Software system lifecycle management and application lifecycle management platform

PTC Integrity Lifecycle Manager (formerly MKS Integrity) is a software system lifecycle management (SSLM) and application lifecycle management (ALM) platform developed by MKS Inc. and was first released in 2001. The software is client/server, with both desktop (java/swing) and web client interfaces. It provides software development organizations with an environment in which they can manage the end-to-end processes of development.

==Overview==
MKS Integrity is now a PTC product since the acquisition of MKS Inc., which was completed on May 31, 2011, by PTC.
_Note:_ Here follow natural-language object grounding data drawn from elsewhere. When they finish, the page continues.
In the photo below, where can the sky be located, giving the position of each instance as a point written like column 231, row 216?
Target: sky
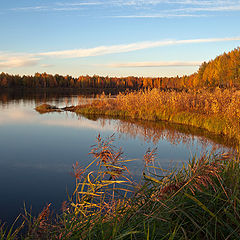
column 151, row 38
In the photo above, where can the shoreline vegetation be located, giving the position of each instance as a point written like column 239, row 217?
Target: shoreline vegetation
column 223, row 72
column 216, row 111
column 201, row 200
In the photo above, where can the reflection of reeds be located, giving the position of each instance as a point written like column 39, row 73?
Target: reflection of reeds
column 217, row 111
column 198, row 201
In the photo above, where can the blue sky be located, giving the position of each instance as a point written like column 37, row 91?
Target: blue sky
column 115, row 37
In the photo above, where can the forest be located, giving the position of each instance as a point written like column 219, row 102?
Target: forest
column 223, row 72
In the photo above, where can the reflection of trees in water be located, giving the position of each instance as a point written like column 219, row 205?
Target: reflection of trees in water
column 52, row 96
column 173, row 133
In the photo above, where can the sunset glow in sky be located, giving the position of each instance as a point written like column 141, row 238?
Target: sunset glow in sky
column 115, row 37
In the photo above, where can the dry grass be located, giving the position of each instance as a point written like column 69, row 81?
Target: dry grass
column 217, row 111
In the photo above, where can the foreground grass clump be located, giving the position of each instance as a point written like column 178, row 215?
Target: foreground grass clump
column 216, row 111
column 201, row 200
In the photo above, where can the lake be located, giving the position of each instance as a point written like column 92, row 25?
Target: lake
column 37, row 151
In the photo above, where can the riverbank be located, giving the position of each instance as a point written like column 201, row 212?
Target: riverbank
column 198, row 201
column 215, row 111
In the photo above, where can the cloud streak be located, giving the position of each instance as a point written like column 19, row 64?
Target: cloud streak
column 123, row 48
column 154, row 64
column 11, row 60
column 18, row 61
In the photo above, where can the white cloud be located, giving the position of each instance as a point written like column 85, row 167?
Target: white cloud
column 154, row 64
column 17, row 61
column 122, row 48
column 47, row 65
column 14, row 60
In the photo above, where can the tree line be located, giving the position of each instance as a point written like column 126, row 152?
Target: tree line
column 223, row 71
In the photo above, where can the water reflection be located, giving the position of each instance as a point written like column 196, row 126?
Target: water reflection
column 37, row 151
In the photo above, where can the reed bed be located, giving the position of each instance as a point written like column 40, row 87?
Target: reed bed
column 201, row 200
column 217, row 111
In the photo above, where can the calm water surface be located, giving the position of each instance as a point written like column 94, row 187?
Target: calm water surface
column 37, row 151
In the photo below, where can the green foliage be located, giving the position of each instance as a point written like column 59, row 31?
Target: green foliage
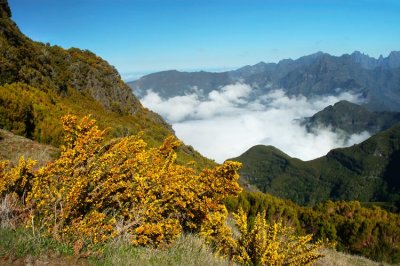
column 371, row 232
column 98, row 189
column 367, row 172
column 272, row 244
column 21, row 242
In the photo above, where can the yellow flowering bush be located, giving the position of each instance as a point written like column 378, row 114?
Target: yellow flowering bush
column 98, row 189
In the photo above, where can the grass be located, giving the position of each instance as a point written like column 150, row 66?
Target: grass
column 334, row 258
column 22, row 247
column 17, row 245
column 12, row 147
column 188, row 250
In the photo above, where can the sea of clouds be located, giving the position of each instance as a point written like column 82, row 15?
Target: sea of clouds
column 226, row 122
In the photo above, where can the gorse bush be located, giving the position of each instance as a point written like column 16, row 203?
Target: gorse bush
column 97, row 190
column 100, row 189
column 272, row 244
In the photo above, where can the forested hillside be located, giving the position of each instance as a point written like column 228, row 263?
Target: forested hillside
column 367, row 172
column 39, row 83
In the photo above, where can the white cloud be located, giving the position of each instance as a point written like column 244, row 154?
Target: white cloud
column 229, row 121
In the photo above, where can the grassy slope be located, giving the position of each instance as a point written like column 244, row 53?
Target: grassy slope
column 189, row 250
column 12, row 147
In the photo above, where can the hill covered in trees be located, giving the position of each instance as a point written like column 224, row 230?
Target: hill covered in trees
column 367, row 172
column 375, row 80
column 40, row 83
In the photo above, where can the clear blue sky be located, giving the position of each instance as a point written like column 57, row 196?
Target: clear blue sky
column 142, row 36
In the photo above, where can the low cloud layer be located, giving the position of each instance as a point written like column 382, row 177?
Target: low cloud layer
column 225, row 123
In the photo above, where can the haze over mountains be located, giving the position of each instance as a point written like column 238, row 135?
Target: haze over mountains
column 265, row 103
column 317, row 74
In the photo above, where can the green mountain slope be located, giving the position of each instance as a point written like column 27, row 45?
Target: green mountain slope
column 319, row 74
column 40, row 83
column 352, row 118
column 368, row 172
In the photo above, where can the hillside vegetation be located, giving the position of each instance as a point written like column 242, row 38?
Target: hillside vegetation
column 367, row 172
column 370, row 232
column 40, row 83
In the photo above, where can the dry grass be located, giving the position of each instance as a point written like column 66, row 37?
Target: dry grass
column 12, row 147
column 188, row 250
column 334, row 258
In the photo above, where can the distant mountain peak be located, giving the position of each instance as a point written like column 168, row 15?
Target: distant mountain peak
column 5, row 11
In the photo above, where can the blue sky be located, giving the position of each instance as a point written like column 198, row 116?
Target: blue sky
column 143, row 36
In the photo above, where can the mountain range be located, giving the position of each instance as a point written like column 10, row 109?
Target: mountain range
column 367, row 172
column 375, row 80
column 351, row 118
column 40, row 83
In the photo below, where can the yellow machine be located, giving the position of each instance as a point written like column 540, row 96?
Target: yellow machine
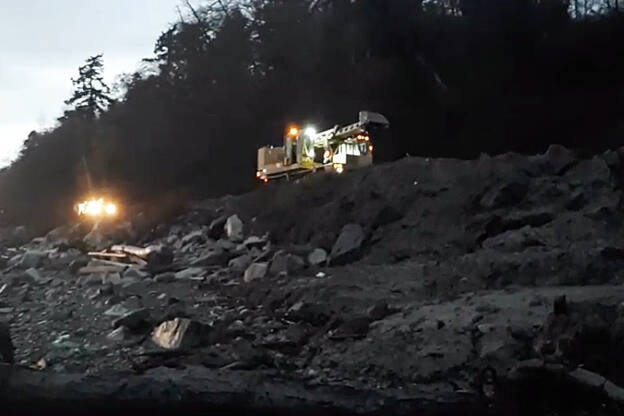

PTC Integrity Lifecycle Manager is built around a single repository. This single-repository solution supports the three pillars of lifecycle management—traceability, process automation, and reporting and analytics and some companies may see additional value in this approach.

Integration of PTC Integrity Lifecycle Manager with IDEs and other development tools is—out-of-the-box—limited to a few products. Supported IDEs include Eclipse and Visual Studio. Also supported are IBM i and Apache Maven.

==History==
PTC Integrity Lifecycle Manager was previously known under different brands, including MKS Source, MKS Integrity Manager, Implementer (for IBM i), and others. These were consolidated under a single brand, with the release of MKS Integrity 2007 in July 2007, which was acquired by PTC and finally renamed PTC Integrity in 2011. PTC retired the Integrity brand and rebranded Integrity to Windchill starting in July 2019.